Elektrified X.org released

Posted Dec 1, 2004 16:23 UTC (Wed) by tzafrir (subscriber, #11501) [Link]

How do you create different permissions on different part of the database without a priviliged daemon (or something uglier, such as a SUID root binary) ?

This is an important requirement: user applications need not run as root to read configuration. But there should be a place for the secret data.

But please name one thing a database provides that a filesystem doesn't. What database exactly (daemon? file-based? which one?)

Elektrified X.org released

Posted Dec 1, 2004 21:37 UTC (Wed) by evgeny (guest, #774) [Link]

> How do you create different permissions on different part of the database
> without a priviliged daemon (or something uglier, such as a SUID root binary) ?

Depends on the implementation. For a DB _service_ (a daemon running) it's solved like for any other similar problem (and there is no need for it to run under a privileged account - e.g. slapd on my server runs as an unprivileged user 'ldap', yet system-wide authentication works fine). For a simple file-based DB like SQLite it can be solved by splitting the whole data into a few files (1 - writable by root, readable by everyone; 2 - r/w by root ony, plus, similarly, two files per user account).

> But please name one thing a database provides that a filesystem doesn't.

Expressions (aka views). E.g. SELECT * FROM user WHERE user.id > 400 - to have a list of "real" users - used, for example, to send an announce email. Etc. Other things are replication, atomicity, true locking, notifications, rollbacks, versioning, transparent remote access, scalability (in _both_ directions). You get all these for free with a decent RDBMS, and NONE of them with an existing filesystem.

Elektrified X.org released

Posted Dec 2, 2004 22:55 UTC (Thu) by tzafrir (subscriber, #11501) [Link]

> > But please name one thing a database provides that a
> > filesystem doesn't.
>
> Expressions (aka views). E.g.
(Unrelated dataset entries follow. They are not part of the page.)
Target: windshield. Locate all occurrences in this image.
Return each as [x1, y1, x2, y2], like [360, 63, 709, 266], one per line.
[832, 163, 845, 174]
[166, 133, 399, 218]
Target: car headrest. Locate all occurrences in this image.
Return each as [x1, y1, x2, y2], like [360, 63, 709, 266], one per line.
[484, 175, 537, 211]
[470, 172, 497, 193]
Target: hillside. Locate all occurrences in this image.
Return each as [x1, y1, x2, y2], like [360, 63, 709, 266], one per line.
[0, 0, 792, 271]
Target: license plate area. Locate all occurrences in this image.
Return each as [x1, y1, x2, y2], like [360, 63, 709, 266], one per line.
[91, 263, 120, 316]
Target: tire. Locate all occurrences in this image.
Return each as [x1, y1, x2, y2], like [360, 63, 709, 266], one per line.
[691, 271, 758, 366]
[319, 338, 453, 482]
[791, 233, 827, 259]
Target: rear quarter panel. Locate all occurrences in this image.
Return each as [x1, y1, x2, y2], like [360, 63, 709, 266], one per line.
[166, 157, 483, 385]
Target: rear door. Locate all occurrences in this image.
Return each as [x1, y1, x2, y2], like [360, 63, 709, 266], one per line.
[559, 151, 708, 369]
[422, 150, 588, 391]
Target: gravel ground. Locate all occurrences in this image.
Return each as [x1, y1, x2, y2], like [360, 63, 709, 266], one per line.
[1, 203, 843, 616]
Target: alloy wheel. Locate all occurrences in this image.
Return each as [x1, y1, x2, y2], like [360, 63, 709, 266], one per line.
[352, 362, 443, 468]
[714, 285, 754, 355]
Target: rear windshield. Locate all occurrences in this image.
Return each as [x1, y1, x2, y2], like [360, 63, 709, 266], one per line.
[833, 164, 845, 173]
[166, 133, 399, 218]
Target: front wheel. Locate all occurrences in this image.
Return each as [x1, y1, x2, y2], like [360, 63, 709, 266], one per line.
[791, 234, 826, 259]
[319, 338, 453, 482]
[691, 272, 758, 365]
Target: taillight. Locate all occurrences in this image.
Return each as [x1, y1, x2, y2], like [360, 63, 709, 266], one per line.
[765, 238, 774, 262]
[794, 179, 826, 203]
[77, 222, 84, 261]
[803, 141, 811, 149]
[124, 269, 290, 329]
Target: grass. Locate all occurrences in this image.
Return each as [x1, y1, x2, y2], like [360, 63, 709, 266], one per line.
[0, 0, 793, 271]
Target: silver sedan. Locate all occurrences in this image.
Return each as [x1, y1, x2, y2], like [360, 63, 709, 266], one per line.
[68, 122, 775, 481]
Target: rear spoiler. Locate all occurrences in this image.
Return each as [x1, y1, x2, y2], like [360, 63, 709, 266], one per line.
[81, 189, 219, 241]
SELECT * FROM user WHERE
> user.id > 400 - to have a list of "real" users - used,
> for example, to send an announce email. Etc.

OTOH, the strict typing of the data will get back at you when you try something like:

grep -rl /home/joe /etc/

> Other things are replication,

Try rsync

> atomicity, true locking,

What about filesystem-level locking?

> notifications,

Change notification for a directory is available.

> rollbacks, versioning,

Put arch/subversion in there (cvs probably won't do as it does not support renames)

> transparent remote access,

Add a remote-access daemon. Quite simple to implement. You have to figure out the authentication method first. Currently practically no existing daemon intgrates well enough with the system.

> scalability (in _both_ directions).

Filesystem access is quite scalable

Elektrified X.org released

Posted Dec 3, 2004 19:42 UTC (Fri) by evgeny (guest, #774) [Link]

> OTOH, the strict typing of the data will get back at you when you try something like:
>
> grep -rl /home/joe /etc/

Sorry, I didn't get what you meant.

> Try rsync [etc etc etc]

I don't want. For the same reason that nobody in sane mind will pipe 'telnet 80 | html2txt | less' to browse the Web. Possible - yes. Great when nothing else is available - yes. But call this THE ultimate browser?!